Survivor live reunion shows offer contestants a chance at a "last word" — to justify their gameplay, apologize, or discuss assimilating back into the real world. During the Survivor: China reunion, fan favorite Denise Martin shared some surprising news. But let's refresh a bit. According to The Boston Globe, Martin was "a 40-year-old, blue-collar, mullet-wearing mother of three" who competed alongside "younger, sleeker, and yuppier contestants on her way to an eventual fourth-place finish." During this time, audiences learned she worked in a school cafeteria, earning her the nickname "Lunch Lady." 

During the reunion episode, Martin implied that she'd been demoted to janitor when she returned from filming Survivor, saying the school "didn't give me my job back." Of course, fans were horrified by the news. Before the live episode even ended, executive producer Mark Burnett promised Martin $50,000 to hopefully "get her life back." It was a heartwarming moment, except for anyone at her school district. 
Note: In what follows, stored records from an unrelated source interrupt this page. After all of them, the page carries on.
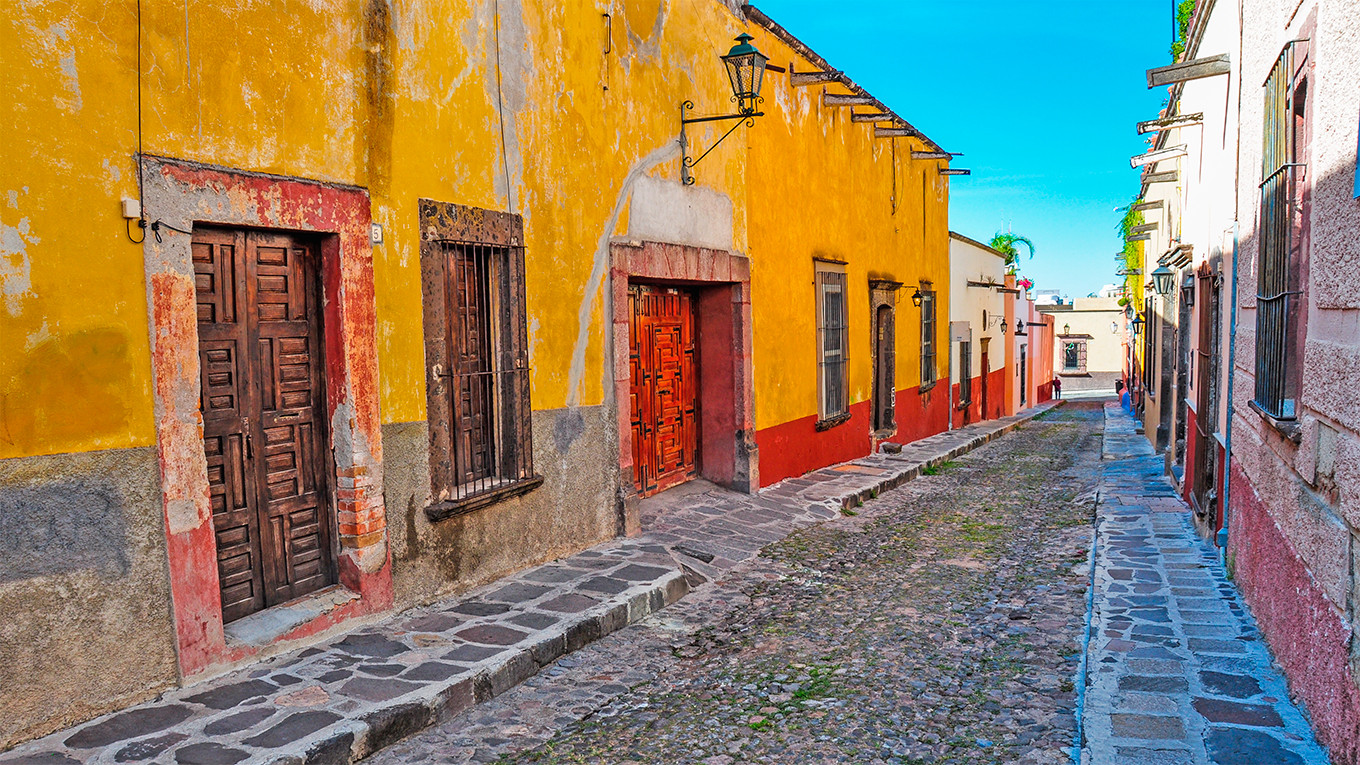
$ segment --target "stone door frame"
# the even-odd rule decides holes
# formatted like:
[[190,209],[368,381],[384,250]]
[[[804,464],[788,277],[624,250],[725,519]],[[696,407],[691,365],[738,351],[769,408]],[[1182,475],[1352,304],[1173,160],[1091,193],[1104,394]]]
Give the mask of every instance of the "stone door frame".
[[[147,231],[143,244],[152,392],[176,648],[180,674],[189,677],[277,652],[290,641],[392,605],[370,206],[368,192],[353,186],[167,157],[144,155],[139,160],[145,178],[143,208],[159,224],[158,231]],[[195,224],[281,229],[319,240],[335,553],[343,589],[312,596],[318,600],[313,616],[260,643],[229,640],[222,620],[198,409],[195,277],[190,235],[184,233]]]
[[638,531],[633,489],[632,385],[628,287],[633,283],[694,290],[699,334],[699,475],[750,493],[760,486],[751,365],[751,265],[746,256],[682,244],[610,244],[614,408],[618,420],[620,532]]

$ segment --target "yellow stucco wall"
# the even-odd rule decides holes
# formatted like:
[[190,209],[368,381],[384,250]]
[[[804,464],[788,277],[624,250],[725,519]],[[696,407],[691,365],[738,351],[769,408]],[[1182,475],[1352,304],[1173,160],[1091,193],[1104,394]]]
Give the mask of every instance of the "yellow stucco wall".
[[[717,57],[745,28],[716,0],[629,0],[606,19],[615,5],[499,0],[498,19],[493,0],[143,0],[142,147],[369,189],[384,422],[425,416],[417,200],[523,213],[534,407],[598,404],[602,243],[626,230],[627,179],[679,177],[678,105],[728,105]],[[134,0],[0,16],[0,458],[155,437],[142,248],[119,210],[138,195],[137,30]],[[775,63],[803,63],[751,31]],[[933,279],[947,337],[946,182],[910,160],[914,139],[895,139],[894,171],[893,141],[821,91],[771,73],[769,116],[701,166],[754,265],[762,427],[816,411],[816,254],[850,263],[853,359],[869,358],[871,274]],[[920,374],[906,295],[901,388]],[[853,400],[869,374],[852,366]]]
[[[772,64],[814,69],[774,35],[751,34]],[[898,389],[921,381],[920,311],[910,296],[922,280],[936,291],[936,379],[949,377],[948,181],[938,161],[911,159],[925,149],[920,140],[875,138],[873,123],[851,122],[851,107],[823,106],[823,90],[850,92],[794,87],[787,74],[768,73],[769,116],[747,137],[758,428],[817,414],[814,257],[847,263],[851,404],[873,393],[871,278],[906,284],[897,306]]]

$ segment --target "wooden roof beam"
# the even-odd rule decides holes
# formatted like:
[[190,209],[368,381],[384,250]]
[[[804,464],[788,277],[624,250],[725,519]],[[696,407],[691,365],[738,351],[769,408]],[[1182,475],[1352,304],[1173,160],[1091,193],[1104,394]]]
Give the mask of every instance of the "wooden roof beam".
[[827,72],[795,72],[793,71],[793,64],[789,64],[789,84],[795,88],[801,88],[807,85],[823,85],[828,82],[841,82],[843,77],[844,75],[834,70]]
[[852,96],[846,93],[823,93],[823,106],[878,106],[873,96]]
[[1138,134],[1156,133],[1162,130],[1171,130],[1173,128],[1190,127],[1191,125],[1202,124],[1204,124],[1204,112],[1177,114],[1174,117],[1163,117],[1162,119],[1138,123]]
[[1189,82],[1203,77],[1214,77],[1232,72],[1232,60],[1227,53],[1218,56],[1181,61],[1170,66],[1159,66],[1147,70],[1147,86],[1159,88],[1178,82]]
[[875,127],[874,138],[920,138],[921,132],[916,128],[902,127]]

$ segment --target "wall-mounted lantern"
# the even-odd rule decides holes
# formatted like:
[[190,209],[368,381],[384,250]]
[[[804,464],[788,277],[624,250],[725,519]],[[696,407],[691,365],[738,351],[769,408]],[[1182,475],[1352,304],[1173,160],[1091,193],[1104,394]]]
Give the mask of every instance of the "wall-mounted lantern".
[[1006,324],[1006,320],[1005,320],[1005,319],[1002,319],[1002,320],[1001,320],[1001,334],[1003,334],[1003,335],[1006,334],[1006,327],[1007,327],[1007,326],[1008,326],[1008,325]]
[[[727,69],[727,79],[732,84],[732,101],[737,105],[736,114],[719,114],[712,117],[690,117],[689,110],[694,108],[693,101],[685,101],[680,104],[680,179],[686,186],[694,185],[694,175],[689,169],[699,164],[708,156],[708,153],[718,148],[718,144],[727,139],[729,135],[744,123],[747,127],[755,127],[756,117],[765,116],[764,112],[756,111],[765,99],[760,97],[760,86],[765,79],[765,64],[770,60],[768,56],[756,49],[751,44],[755,38],[748,34],[737,36],[737,44],[722,56],[723,66]],[[708,151],[699,155],[698,159],[689,156],[689,141],[686,139],[685,126],[696,122],[722,122],[726,120],[738,120],[730,130],[723,133],[717,143],[708,147]]]
[[1135,335],[1138,334],[1138,331],[1139,331],[1140,329],[1142,329],[1142,328],[1143,328],[1143,317],[1142,317],[1142,315],[1135,315],[1135,316],[1133,317],[1133,334],[1135,334]]
[[1152,286],[1157,294],[1166,297],[1171,294],[1171,283],[1176,280],[1176,272],[1166,266],[1159,266],[1152,272]]
[[1064,325],[1063,325],[1063,337],[1066,337],[1066,336],[1068,336],[1068,335],[1070,335],[1070,334],[1072,334],[1072,325],[1071,325],[1071,324],[1064,324]]
[[920,308],[920,307],[921,307],[921,301],[923,301],[923,300],[925,300],[925,295],[922,295],[922,294],[921,294],[921,288],[920,288],[920,287],[917,287],[917,288],[916,288],[916,291],[913,292],[913,293],[911,293],[911,304],[912,304],[913,306],[917,307],[917,308]]
[[1110,322],[1110,334],[1112,335],[1119,334],[1119,322],[1115,321]]
[[[1031,325],[1031,326],[1033,326],[1033,325]],[[1024,319],[1016,319],[1016,320],[1015,320],[1015,335],[1016,335],[1016,337],[1025,337],[1025,336],[1026,336],[1026,333],[1025,333],[1025,320],[1024,320]]]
In reality, Martin previously "transferred, at her own request, from the $7.35 an hour cafeteria job to a $17 an hour custodial position" before leaving to film Survivor, and asked to transfer back to the cafeteria upon her return, where no positions were open at the time. "I should have said, 'I tried to get my old job back,'" she admitted. "And people started freaking out." To her credit, Martin immediately asked CBS to donate that $50,000 promise to the Elizabeth Glaser Pediatric AIDS Foundation.

Survivor villain Shane Powers went through public withdrawal

Shane Powers earned his grumpy but lovable reputation during his appearance on Survivor: Panama. According to the New York Post, his mood swings, wild behavior, and villainous tendencies may have stemmed from nicotine withdrawal. After "quitting smoking, cold turkey, just to be on the show," the outlet noted, "In a matter of hours he went from 3 packs a day to none." It sounds like an accidental ad against cigarettes. 

After Powers' run came to an end through a dreaded "blindside" — feeling certain you're safe only to be voted out — Powers claimed, like many other Survivor players, that editors had altered his actual personality during an interview on The Early Show: "I think you gain an amazing amount of perspective from being on the show. It's, like, you're civilized and then they turn you into a caveman." 

While you contemplate whether Powers was a hero or a villain, let's catch up with the man himself. A Los Angeles-based radio host off the island, Powers was later photographed nude (like much of his time on Survivor) in an odd photoshoot at the "lowest point in his life" — his father had died, his girlfriend had dumped him, and he'd relapsed. Thankfully doing better these days, he's since collaborated with rapper Tyler, The Creator (via Surviving Tribal), appearing as an "angry golfer" in his "Tamale" music video and even providing backing vocals on a few songs on the Grammy-nominated album, Flower Boy.